What Is Freelancing?

What Is Freelancing

Freelancing is the practice of completing specialized activities for clients without devoting one's self to full-time employment. Freelancers frequently work on many projects for different clients at the same time. Freelancers have gone ahead to create their own rules to obtain the ideal employment structure that we all desire. But, just as office employment has perks and drawbacks, so does freelancing.

Want to know the best part about being a freelancer? You can get jobs of all kinds. Despite being more challenging than earning passive income through internet sharing, freelancing has its perks, with flexibility being on top. In truth, just like a coin has two sides to it, so does freelancing. In this article, we will look at some of these benefits and their related downsides.

Advantage: A Chance to Earn More

With freelancing, you can choose the clients you can work for and maximize your earnings. If you can charge your customers higher rates, you'll earn more in a given amount of time.

Disadvantage: Inconsistent Earnings

Freelancing is like gambling, and at times, there could be no jobs at all. In other cases, some of your clients may even bail out, and you end up losing a major income earner. During these times, maintaining your earnings can get stressful.

Sometimes, you can even have a temporary client who gives you a well-paying job but for just a tiny amount of time. And therefore, once they are gone, it may take time before laying your hands on another client.

Advantage: The Entire Profit Is Yours to Retain

In formal employment, the employee does all the work, but the employer gets to keep most of the profits. However, a freelancer gets to retain all the money made on the job, including the profits that may come from tips offered by clients.

Disadvantage: You Have to Work Extra Hard for the Profits

Admittedly, getting paid is the last step for every freelancing gig. You have to do the job and submit it to the client, and the remuneration you get will depend on the quality of the work and the client's satisfaction.

You, therefore, have to really work hard to get to that last step, which is compensation for the work done. You must work even harder for client satisfaction.

Advantage: You Are Your Own Employer

With freelancing, you get to work on your own terms. There is no one telling you what to do, when to do it, or even how to do it.

Disadvantage: You Are Your Own Employer

(Nope, that's not a typo.) On the other hand, being your own boss gives you so much freedom, and if you are not careful, you could easily lose focus or get off track. People tend to get comfortable since no one keeps them in check. That differs in formal employment, where the employer makes sure everything is going according to plan to achieve the organization's goals.

Advantage: You Enjoy Flexible Working Hours

While working as a freelancer, you can decide what hours you get to work and when to rest or take time off. If you are a morning person, you can work in the wee hours and rest for the remaining part of the day and vice versa. Doesn't that sound enticing?

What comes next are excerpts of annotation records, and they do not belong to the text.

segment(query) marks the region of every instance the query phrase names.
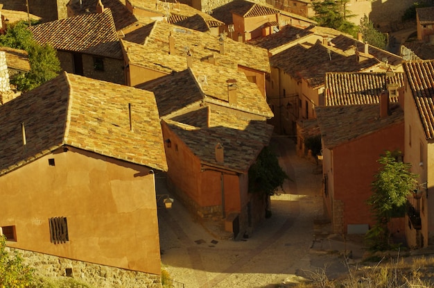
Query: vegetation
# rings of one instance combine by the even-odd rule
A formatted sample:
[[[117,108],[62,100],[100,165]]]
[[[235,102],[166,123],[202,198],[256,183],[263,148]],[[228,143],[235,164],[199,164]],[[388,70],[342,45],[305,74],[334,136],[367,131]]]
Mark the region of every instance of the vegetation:
[[[0,35],[0,46],[22,49],[28,53],[31,71],[19,73],[10,83],[19,91],[28,91],[53,78],[61,71],[55,50],[50,45],[41,46],[33,40],[26,22],[8,26]]]
[[[0,287],[28,287],[33,279],[33,271],[23,263],[21,255],[6,250],[6,240],[0,235]]]
[[[312,3],[315,16],[313,20],[319,26],[329,27],[350,34],[357,35],[357,26],[347,19],[354,15],[347,10],[349,0],[324,0]]]
[[[358,28],[360,33],[362,33],[363,41],[381,49],[385,48],[385,35],[374,27],[374,24],[368,19],[367,16],[365,15],[363,18],[361,19]]]
[[[256,162],[249,169],[249,192],[274,194],[282,188],[288,175],[279,165],[276,155],[268,146],[262,149]]]
[[[367,201],[376,220],[365,237],[372,251],[392,248],[388,223],[394,211],[405,205],[408,195],[417,185],[417,176],[411,173],[411,165],[397,160],[399,155],[399,151],[386,151],[378,160],[381,167],[374,175],[372,194]]]

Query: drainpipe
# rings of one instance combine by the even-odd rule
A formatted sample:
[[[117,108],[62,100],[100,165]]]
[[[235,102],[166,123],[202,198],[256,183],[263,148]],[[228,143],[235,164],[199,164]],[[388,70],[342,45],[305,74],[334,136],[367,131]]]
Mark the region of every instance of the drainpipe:
[[[226,212],[225,211],[225,184],[223,183],[223,173],[220,176],[222,187],[222,215],[223,219],[226,218]]]

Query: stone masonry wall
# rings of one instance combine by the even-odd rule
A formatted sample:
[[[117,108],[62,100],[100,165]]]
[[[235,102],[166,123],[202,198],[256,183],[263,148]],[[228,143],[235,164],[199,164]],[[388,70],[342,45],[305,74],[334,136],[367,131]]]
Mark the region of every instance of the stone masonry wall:
[[[47,254],[6,247],[17,251],[24,263],[35,269],[38,276],[56,278],[72,277],[98,288],[161,288],[161,276],[108,266],[72,260]]]

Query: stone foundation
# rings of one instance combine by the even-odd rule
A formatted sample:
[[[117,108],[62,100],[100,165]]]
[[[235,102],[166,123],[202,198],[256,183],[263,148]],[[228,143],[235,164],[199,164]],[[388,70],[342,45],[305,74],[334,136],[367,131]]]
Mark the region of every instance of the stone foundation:
[[[6,248],[17,251],[26,264],[35,269],[37,276],[56,278],[71,277],[98,288],[161,288],[161,276],[104,265],[72,260],[47,254]]]

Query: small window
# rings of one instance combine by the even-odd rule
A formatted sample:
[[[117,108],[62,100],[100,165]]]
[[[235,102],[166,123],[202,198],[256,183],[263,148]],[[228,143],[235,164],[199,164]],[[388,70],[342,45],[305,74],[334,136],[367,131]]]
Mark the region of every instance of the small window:
[[[49,219],[51,243],[58,244],[69,241],[67,217],[53,217]]]
[[[3,235],[6,237],[7,241],[17,241],[17,232],[15,232],[15,226],[2,226],[1,231]]]
[[[104,71],[104,60],[103,58],[94,57],[94,70]]]

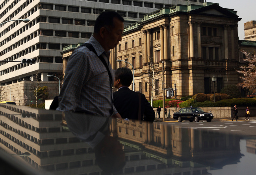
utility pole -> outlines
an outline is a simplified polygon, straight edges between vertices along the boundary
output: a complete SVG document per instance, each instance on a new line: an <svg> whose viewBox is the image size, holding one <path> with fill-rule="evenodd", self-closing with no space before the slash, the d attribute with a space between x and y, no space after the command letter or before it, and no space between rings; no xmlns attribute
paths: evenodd
<svg viewBox="0 0 256 175"><path fill-rule="evenodd" d="M163 81L162 81L162 89L163 92L163 122L165 121L165 71L164 70L164 63L162 61L162 69L163 70Z"/></svg>

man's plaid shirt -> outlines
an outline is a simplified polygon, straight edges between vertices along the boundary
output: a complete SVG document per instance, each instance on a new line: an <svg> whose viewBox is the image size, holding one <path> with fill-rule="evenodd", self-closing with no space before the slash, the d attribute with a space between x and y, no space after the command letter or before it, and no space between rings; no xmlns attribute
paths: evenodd
<svg viewBox="0 0 256 175"><path fill-rule="evenodd" d="M101 55L108 65L114 82L115 70L106 53L92 36L91 44L98 55ZM111 85L111 87L113 85ZM76 49L69 59L64 82L59 97L57 110L81 111L109 117L117 113L113 103L113 93L108 71L100 59L86 47ZM113 114L110 111L112 109Z"/></svg>

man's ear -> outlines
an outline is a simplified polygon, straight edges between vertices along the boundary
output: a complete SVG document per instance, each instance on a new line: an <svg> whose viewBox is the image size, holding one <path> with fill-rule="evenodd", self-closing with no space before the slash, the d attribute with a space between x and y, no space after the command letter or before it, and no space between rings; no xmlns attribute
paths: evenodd
<svg viewBox="0 0 256 175"><path fill-rule="evenodd" d="M104 34L105 34L106 32L106 28L105 28L104 27L102 27L100 28L100 37L102 38L104 37Z"/></svg>

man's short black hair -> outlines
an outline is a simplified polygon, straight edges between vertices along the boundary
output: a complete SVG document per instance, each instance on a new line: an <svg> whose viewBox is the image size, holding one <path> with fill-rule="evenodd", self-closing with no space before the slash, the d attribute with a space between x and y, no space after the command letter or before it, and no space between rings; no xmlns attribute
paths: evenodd
<svg viewBox="0 0 256 175"><path fill-rule="evenodd" d="M102 27L111 26L115 27L113 19L117 18L122 22L124 21L122 17L115 11L104 11L98 17L94 25L95 33L98 33Z"/></svg>
<svg viewBox="0 0 256 175"><path fill-rule="evenodd" d="M120 79L123 86L129 87L132 81L132 73L128 68L119 68L115 71L115 79Z"/></svg>

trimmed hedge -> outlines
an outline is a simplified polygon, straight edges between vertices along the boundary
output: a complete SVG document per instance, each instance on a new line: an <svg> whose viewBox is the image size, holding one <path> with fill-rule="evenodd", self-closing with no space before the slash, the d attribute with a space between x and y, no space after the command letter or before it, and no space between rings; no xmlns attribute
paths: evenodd
<svg viewBox="0 0 256 175"><path fill-rule="evenodd" d="M192 99L197 102L204 101L206 100L206 95L202 93L200 93L195 95L192 97Z"/></svg>
<svg viewBox="0 0 256 175"><path fill-rule="evenodd" d="M189 99L179 104L180 107L189 107L190 106L193 106L195 103L195 100L194 99Z"/></svg>
<svg viewBox="0 0 256 175"><path fill-rule="evenodd" d="M236 105L237 106L255 106L256 99L252 98L232 98L223 99L215 103L210 101L197 102L192 105L193 107L232 107Z"/></svg>

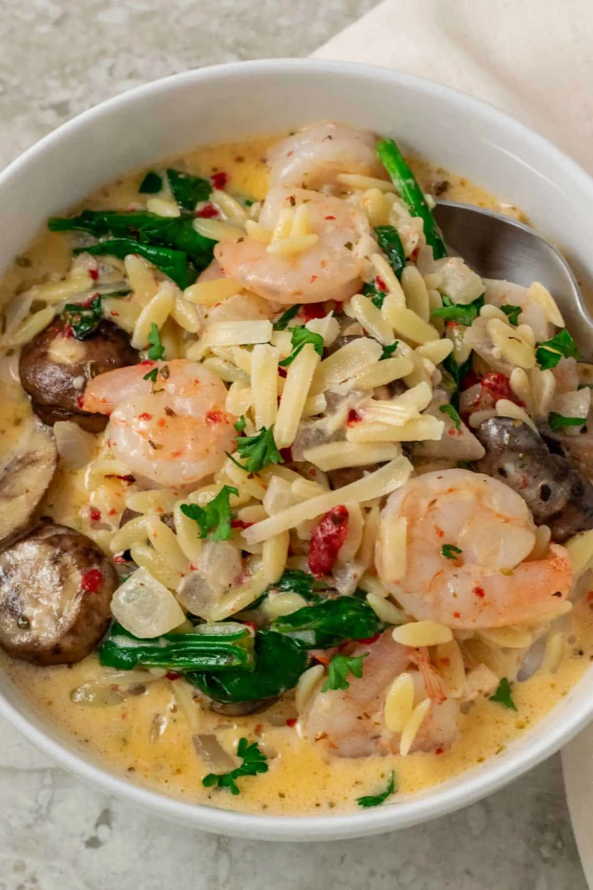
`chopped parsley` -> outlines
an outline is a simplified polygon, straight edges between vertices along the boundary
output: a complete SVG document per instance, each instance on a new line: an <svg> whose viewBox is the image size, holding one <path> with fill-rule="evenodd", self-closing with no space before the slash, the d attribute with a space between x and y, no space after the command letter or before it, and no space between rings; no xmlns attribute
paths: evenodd
<svg viewBox="0 0 593 890"><path fill-rule="evenodd" d="M303 325L297 325L292 328L292 336L291 338L291 344L292 346L292 352L291 354L284 359L283 361L279 361L278 364L281 368L287 368L288 365L292 365L296 359L299 352L305 347L306 344L310 343L317 353L317 355L323 356L324 354L324 338L321 334L314 334L310 331L309 328L305 328Z"/></svg>
<svg viewBox="0 0 593 890"><path fill-rule="evenodd" d="M556 368L563 356L565 359L581 358L581 352L565 328L563 328L551 340L544 340L535 350L537 363L542 370Z"/></svg>
<svg viewBox="0 0 593 890"><path fill-rule="evenodd" d="M360 678L363 676L363 659L365 655L352 656L334 655L327 668L327 679L321 687L322 692L334 689L349 689L350 684L346 679L349 674Z"/></svg>
<svg viewBox="0 0 593 890"><path fill-rule="evenodd" d="M279 319L276 319L274 322L275 331L284 331L286 330L288 327L288 322L292 321L295 315L299 314L299 310L301 309L301 303L295 303L293 306L290 306L285 312L283 312Z"/></svg>
<svg viewBox="0 0 593 890"><path fill-rule="evenodd" d="M381 804L384 804L388 797L396 790L396 773L391 770L391 776L389 777L389 781L384 791L381 794L371 794L366 797L357 797L357 803L358 806L379 806Z"/></svg>
<svg viewBox="0 0 593 890"><path fill-rule="evenodd" d="M149 170L138 190L141 195L156 195L163 190L163 177L154 170Z"/></svg>
<svg viewBox="0 0 593 890"><path fill-rule="evenodd" d="M560 433L566 426L581 426L587 423L587 417L565 417L562 414L550 411L548 415L548 423L553 433Z"/></svg>
<svg viewBox="0 0 593 890"><path fill-rule="evenodd" d="M512 306L510 303L507 303L506 306L501 306L501 309L507 316L511 325L514 325L517 328L519 323L519 315L523 312L523 306Z"/></svg>
<svg viewBox="0 0 593 890"><path fill-rule="evenodd" d="M249 745L246 739L239 739L236 754L243 760L241 765L231 770L230 773L209 773L202 780L204 788L212 788L216 785L217 788L228 789L231 794L236 795L240 793L236 784L237 779L242 778L242 776L255 776L258 773L268 772L268 757L263 751L260 750L257 741Z"/></svg>
<svg viewBox="0 0 593 890"><path fill-rule="evenodd" d="M458 325L470 328L471 324L484 305L484 294L473 303L453 303L451 297L443 297L443 305L433 309L435 318L445 319L445 321L455 321Z"/></svg>
<svg viewBox="0 0 593 890"><path fill-rule="evenodd" d="M200 527L200 538L205 538L209 531L212 532L212 541L227 541L232 535L230 526L230 496L238 496L239 492L231 485L223 485L216 498L209 501L205 506L197 504L181 504L181 513L188 519L193 519Z"/></svg>
<svg viewBox="0 0 593 890"><path fill-rule="evenodd" d="M453 405L441 405L438 409L441 414L447 414L455 425L456 430L461 429L461 418Z"/></svg>
<svg viewBox="0 0 593 890"><path fill-rule="evenodd" d="M489 701L500 701L501 705L505 708L510 708L512 710L517 710L517 705L513 701L513 697L510 694L510 685L506 676L503 676L496 687L496 692L493 695L490 696Z"/></svg>
<svg viewBox="0 0 593 890"><path fill-rule="evenodd" d="M158 328L153 321L150 325L150 333L147 337L150 349L148 350L148 355L152 361L160 361L160 360L164 355L164 346L161 343L161 336L158 333Z"/></svg>
<svg viewBox="0 0 593 890"><path fill-rule="evenodd" d="M254 436L242 436L236 440L236 450L239 457L244 458L245 463L240 464L235 460L232 455L227 451L227 457L230 457L234 464L240 466L247 473L259 473L269 464L284 464L284 458L274 441L274 424L268 430L262 426L260 432Z"/></svg>
<svg viewBox="0 0 593 890"><path fill-rule="evenodd" d="M395 343L390 344L389 346L383 346L383 352L381 353L379 360L382 361L383 359L390 359L397 349L398 344L399 341L396 340Z"/></svg>
<svg viewBox="0 0 593 890"><path fill-rule="evenodd" d="M64 315L76 340L86 340L94 334L103 317L101 297L97 295L88 305L68 303L64 306Z"/></svg>
<svg viewBox="0 0 593 890"><path fill-rule="evenodd" d="M457 559L457 554L462 553L463 551L454 544L444 544L441 547L441 556L445 556L445 559Z"/></svg>

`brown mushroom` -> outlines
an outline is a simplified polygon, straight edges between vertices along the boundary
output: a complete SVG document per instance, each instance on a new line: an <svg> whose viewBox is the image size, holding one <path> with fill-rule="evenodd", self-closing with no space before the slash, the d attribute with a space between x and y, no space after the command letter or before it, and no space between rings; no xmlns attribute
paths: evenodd
<svg viewBox="0 0 593 890"><path fill-rule="evenodd" d="M111 620L117 573L85 535L48 524L0 554L0 645L38 665L72 664Z"/></svg>
<svg viewBox="0 0 593 890"><path fill-rule="evenodd" d="M108 418L82 410L86 384L105 371L137 364L140 355L125 331L111 321L100 321L85 340L68 333L66 320L58 318L23 347L20 383L44 423L74 420L90 433L99 433Z"/></svg>

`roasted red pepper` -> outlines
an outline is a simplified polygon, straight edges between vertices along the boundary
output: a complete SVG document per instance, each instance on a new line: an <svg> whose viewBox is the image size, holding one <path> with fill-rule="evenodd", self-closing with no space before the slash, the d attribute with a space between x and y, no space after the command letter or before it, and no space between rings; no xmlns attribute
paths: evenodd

Disadvantage: No Paid Time Off

No Paid Time Off

While working as a freelancer gives you all the time in the world, it's not ideal if you want to continue making money as you take some time off.

In (most) formal employment, you still get paid even on your time off. But in freelancing, when you take a few days off, you will not be working. Therefore, you receive no compensation during this time.


As discussed, freelancing can be a lifetime income earner once you have discovered what field you want to get into and what freelance work suits you. You can sign up on some of the available freelance websites to land clients who get to rate your work, landing you even more clients if you prioritize quality.

If you are tired of formal employment or feel like whatever job you are doing is not what you intended to do, then this is your chance to quit that job, be your own boss, and work on whatever interests you.